With a slow exhale, Kochin traipsed up to the casket, released the pressure of the lid, and opened it. There she lay atop cushioned satin, looking like she was merely sleeping, a breathing tube between her lips and catheters in her arms. He’d long since healed her body’s wounds, melting away the hole in her shoulder and sealing the cut in her abdomen. His frequent heartsoothing kept the machinations of decomposition at bay, but it wasn’t enough.
Lungs expanding, organs whole, and yet she was still gone. Skin warm, blood oxygenated, and she still didn’t wake. And it was all because Kochin’s body could take and take and take, but it could never give. It was against the laws of biology, after all—organs were meant to hoard, not relinquish—and though the heartsooth in him could defy such laws in others, his own anatomy remained stubborn and unforgiving. His heartsoothing had never been enough.
He set his jaw as the chicken fretted under his arm. Then, with one hand buried in its breast and the other placed on Nhika’s laced fingers, he began the transfer. A flurry of energy entered his core, an influx of heat in his chest, and Kochin exhaled the taste of it on his breath, felt the buzz of it in his clenched teeth. Before his eyes, he saw Nhika’s organs laid bare, skin turned to glass to reveal the layers of her anatomy underneath. Each swarmed with color, not tissue but interconnected systems, and he felt a wave of malaise, the nausea that reminded him he was soothing a corpse. He pressed through the discordance, funneling the heat from the chicken toward her glass anatomy.
Kochin had soothed many bodies before, most of them without their knowledge. The workings of their biology returned to him, the feeling of how a body should be. Blood was not so sour, so he bled oxygen back into her muscles. Membranes were not so porous, so he tightened up the loosening lumen with a clenched fist. The skin was not so cold, so he breathed warmth across her core. Drawing stores from the fowl in his arms, he mirrored life atop her body, returning color to her cheeks and energy to her tissue. With a pinch of electricity, he started a beat in her heart to bring circulation to the languid blood.
And yet … It wasn’t enough. As soon as he drew away his soothing, her heart ceased to beat. Her eyes did not open. Her lips remained still.
With a defeated sigh, Kochin pulled back. Her anatomy settled back into reality, opaqueness seeping over skin and organs dimming beneath her rib cage. Kochin watched her face, waiting for any indication of life, but there was none.
Of course not.
He discarded the chicken, now shriveled and limp, and pulled a chair up to the casket’s side. With one hand, he caught the lever and added revolutions to the machine, powering the battery. In his other hand, he turned a ring of bone and onyx around his finger, his skin moving over familiar grooves.
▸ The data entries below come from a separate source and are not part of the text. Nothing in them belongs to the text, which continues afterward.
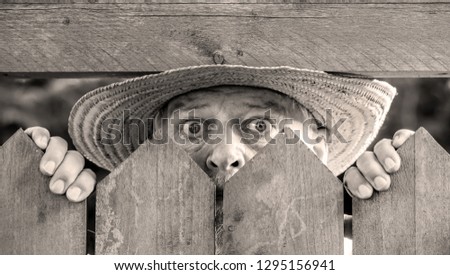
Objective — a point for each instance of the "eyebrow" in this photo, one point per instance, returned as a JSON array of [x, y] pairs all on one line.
[[187, 107]]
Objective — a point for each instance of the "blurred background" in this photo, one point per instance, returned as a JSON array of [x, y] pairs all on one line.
[[47, 103]]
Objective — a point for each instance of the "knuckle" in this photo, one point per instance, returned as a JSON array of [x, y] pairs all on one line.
[[91, 173], [76, 156], [60, 141], [365, 159], [382, 144]]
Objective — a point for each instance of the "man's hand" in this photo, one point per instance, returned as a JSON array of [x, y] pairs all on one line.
[[65, 167], [373, 168]]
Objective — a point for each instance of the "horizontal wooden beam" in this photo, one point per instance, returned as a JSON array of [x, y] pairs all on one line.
[[382, 40], [219, 1]]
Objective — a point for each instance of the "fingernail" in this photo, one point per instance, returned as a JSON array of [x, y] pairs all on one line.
[[380, 183], [74, 193], [42, 142], [49, 167], [364, 191], [389, 163], [57, 187]]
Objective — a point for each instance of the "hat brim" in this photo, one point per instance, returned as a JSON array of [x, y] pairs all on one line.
[[363, 103]]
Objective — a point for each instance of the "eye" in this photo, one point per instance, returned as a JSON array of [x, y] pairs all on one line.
[[193, 128], [259, 125]]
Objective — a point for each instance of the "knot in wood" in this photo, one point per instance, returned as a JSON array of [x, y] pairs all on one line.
[[66, 21], [218, 57]]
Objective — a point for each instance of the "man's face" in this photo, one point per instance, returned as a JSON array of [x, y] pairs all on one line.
[[223, 127]]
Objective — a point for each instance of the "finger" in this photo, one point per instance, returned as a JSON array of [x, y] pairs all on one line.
[[54, 155], [67, 172], [387, 156], [82, 187], [372, 170], [39, 135], [400, 137], [356, 184]]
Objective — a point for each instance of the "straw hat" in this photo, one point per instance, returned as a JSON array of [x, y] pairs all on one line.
[[363, 102]]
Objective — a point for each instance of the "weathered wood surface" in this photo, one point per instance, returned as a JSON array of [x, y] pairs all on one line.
[[32, 219], [284, 201], [158, 201], [413, 216], [376, 39], [220, 1]]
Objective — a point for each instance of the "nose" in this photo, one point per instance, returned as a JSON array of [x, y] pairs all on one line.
[[226, 158]]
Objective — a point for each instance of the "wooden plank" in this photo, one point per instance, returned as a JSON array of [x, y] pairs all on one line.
[[402, 40], [385, 223], [432, 196], [284, 201], [413, 216], [218, 1], [32, 219], [158, 201]]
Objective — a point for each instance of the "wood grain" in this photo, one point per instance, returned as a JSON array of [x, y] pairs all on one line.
[[412, 217], [32, 219], [402, 40], [219, 1], [285, 201], [158, 201]]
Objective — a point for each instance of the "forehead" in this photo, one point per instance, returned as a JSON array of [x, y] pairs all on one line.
[[245, 96]]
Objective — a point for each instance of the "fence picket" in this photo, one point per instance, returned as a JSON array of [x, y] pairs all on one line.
[[285, 201], [158, 201], [32, 219], [412, 217]]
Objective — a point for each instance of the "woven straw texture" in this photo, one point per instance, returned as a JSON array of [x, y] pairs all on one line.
[[363, 103]]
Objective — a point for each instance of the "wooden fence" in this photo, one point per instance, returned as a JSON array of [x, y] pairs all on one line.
[[303, 213], [284, 201]]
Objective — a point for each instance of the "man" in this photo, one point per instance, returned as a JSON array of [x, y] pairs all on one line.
[[259, 103]]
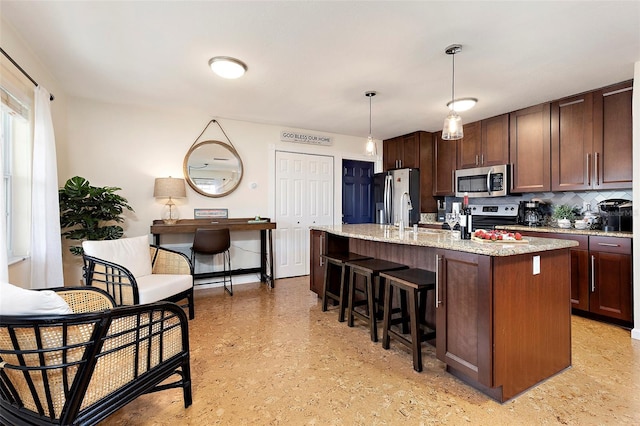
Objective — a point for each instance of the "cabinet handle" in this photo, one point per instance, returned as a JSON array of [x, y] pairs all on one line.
[[437, 298], [453, 181], [593, 273], [609, 244]]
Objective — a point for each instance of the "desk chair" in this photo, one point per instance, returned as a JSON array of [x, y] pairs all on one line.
[[212, 242]]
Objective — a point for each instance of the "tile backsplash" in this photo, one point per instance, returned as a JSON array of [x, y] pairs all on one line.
[[577, 198]]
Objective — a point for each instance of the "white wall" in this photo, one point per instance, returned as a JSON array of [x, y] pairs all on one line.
[[129, 146], [635, 333]]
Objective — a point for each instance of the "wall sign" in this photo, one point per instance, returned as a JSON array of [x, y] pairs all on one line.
[[289, 136]]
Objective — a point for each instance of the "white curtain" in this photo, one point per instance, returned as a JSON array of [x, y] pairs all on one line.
[[4, 261], [46, 245]]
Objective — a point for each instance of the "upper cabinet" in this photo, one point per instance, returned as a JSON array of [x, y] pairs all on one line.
[[591, 140], [530, 148], [402, 151], [444, 165], [414, 150], [485, 143], [572, 155], [612, 136]]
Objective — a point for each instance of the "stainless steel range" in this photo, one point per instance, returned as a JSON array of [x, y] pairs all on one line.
[[488, 216]]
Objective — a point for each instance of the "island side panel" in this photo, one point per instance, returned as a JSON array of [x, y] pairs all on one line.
[[532, 319], [464, 332]]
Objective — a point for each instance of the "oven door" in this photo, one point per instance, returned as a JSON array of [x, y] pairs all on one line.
[[490, 222]]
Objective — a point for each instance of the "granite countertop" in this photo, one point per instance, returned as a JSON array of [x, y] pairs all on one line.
[[442, 239], [573, 231]]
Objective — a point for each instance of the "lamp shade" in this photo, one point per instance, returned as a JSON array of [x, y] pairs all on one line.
[[452, 128], [169, 188]]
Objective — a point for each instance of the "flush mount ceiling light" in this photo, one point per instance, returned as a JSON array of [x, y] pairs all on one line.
[[452, 129], [371, 144], [462, 104], [227, 67]]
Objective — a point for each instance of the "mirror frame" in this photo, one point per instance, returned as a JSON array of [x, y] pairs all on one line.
[[185, 168]]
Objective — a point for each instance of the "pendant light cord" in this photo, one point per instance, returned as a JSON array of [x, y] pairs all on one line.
[[370, 116], [453, 79]]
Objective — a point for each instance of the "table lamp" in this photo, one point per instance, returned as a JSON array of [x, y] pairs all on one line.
[[169, 188]]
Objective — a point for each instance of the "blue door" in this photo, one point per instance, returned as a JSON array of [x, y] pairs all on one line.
[[357, 191]]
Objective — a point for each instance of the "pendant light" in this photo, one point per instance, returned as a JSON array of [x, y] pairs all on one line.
[[452, 128], [371, 144]]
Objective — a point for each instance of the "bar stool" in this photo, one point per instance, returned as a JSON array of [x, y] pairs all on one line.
[[338, 260], [370, 270], [416, 283]]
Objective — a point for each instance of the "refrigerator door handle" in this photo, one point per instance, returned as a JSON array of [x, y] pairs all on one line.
[[387, 198]]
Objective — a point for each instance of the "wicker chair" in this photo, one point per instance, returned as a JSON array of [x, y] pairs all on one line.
[[82, 367], [108, 265]]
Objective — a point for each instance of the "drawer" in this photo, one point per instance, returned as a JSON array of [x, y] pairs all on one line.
[[610, 244], [583, 240]]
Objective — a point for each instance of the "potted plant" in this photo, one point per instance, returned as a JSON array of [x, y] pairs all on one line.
[[90, 212], [564, 214]]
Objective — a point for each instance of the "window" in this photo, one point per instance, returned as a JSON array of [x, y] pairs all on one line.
[[15, 137]]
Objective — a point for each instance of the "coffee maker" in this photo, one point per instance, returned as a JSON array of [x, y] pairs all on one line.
[[529, 213], [616, 215]]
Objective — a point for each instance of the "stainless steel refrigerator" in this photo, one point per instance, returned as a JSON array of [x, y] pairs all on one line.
[[397, 196]]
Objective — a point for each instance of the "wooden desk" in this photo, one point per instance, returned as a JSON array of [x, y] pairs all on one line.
[[189, 226]]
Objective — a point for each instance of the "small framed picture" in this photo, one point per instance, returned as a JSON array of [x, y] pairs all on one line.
[[209, 213]]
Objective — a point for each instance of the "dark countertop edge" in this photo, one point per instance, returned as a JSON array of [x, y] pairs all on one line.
[[464, 246], [572, 231]]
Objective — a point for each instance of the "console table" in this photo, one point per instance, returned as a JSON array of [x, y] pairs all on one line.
[[189, 226]]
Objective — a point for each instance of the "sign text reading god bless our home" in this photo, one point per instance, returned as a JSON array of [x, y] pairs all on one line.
[[288, 136]]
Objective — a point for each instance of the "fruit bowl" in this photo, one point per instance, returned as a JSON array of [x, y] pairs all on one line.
[[580, 224]]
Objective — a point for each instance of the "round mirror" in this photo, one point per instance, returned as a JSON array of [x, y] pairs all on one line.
[[213, 168]]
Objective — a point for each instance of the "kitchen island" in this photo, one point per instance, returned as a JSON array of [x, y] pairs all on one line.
[[501, 311]]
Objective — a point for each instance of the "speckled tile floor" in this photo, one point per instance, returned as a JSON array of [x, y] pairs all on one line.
[[272, 357]]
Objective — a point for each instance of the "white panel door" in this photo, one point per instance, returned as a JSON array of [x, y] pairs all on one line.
[[304, 196]]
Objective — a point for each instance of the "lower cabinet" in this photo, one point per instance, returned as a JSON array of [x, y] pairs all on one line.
[[611, 277], [501, 326], [601, 276]]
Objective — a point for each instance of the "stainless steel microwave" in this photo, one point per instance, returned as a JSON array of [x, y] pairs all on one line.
[[492, 181]]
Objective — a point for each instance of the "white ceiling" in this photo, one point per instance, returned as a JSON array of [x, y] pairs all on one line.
[[311, 62]]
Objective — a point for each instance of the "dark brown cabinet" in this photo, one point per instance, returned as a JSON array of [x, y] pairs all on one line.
[[579, 267], [499, 325], [611, 277], [572, 156], [601, 275], [402, 151], [485, 143], [470, 146], [414, 150], [463, 321], [444, 165], [530, 149], [591, 140], [612, 136]]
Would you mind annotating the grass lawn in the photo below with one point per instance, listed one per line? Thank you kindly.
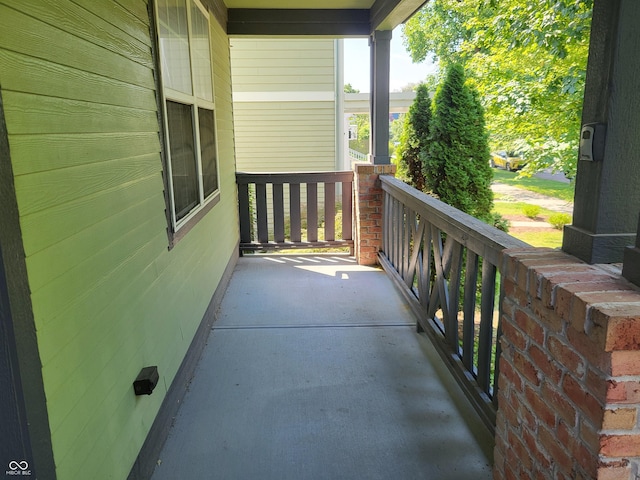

“I’m sorry, Nhika,” he said, as he often did. Sorry that he could not give the same way she could. Sorry she had left him to carry her gift of heartsoothing, but it wasn’t much of a gift at all.
Sorry for a great many things that had already been whispered around this houseboat—when she awoke, he hoped she would hear and accept them all. Bringing her back would be his act of repentance.
And he would bring her back. She wasn’t yet gone, not with all the potential his heartsoothing had. He’d suffered under Dr. Santo’s thumb for three long years for a reason, and now he saw why: to bring back the girl he loved. “Just give me a little more time.”
“And a lot more chickens, hmm?” she asked, appearing beside him.
He let out a breath of humor. “Yes. Something different from fish and mice.”
“I appreciate the variety,” she said, and when his eyes next passed over her, she was gone, leaving him alone in the houseboat once more.
Kochin leaned back, a sigh on his lips, and settled in the silence. There, beside an uncovered casket, rocked by uneven waves, Kochin cranked the lone lever on and on and on.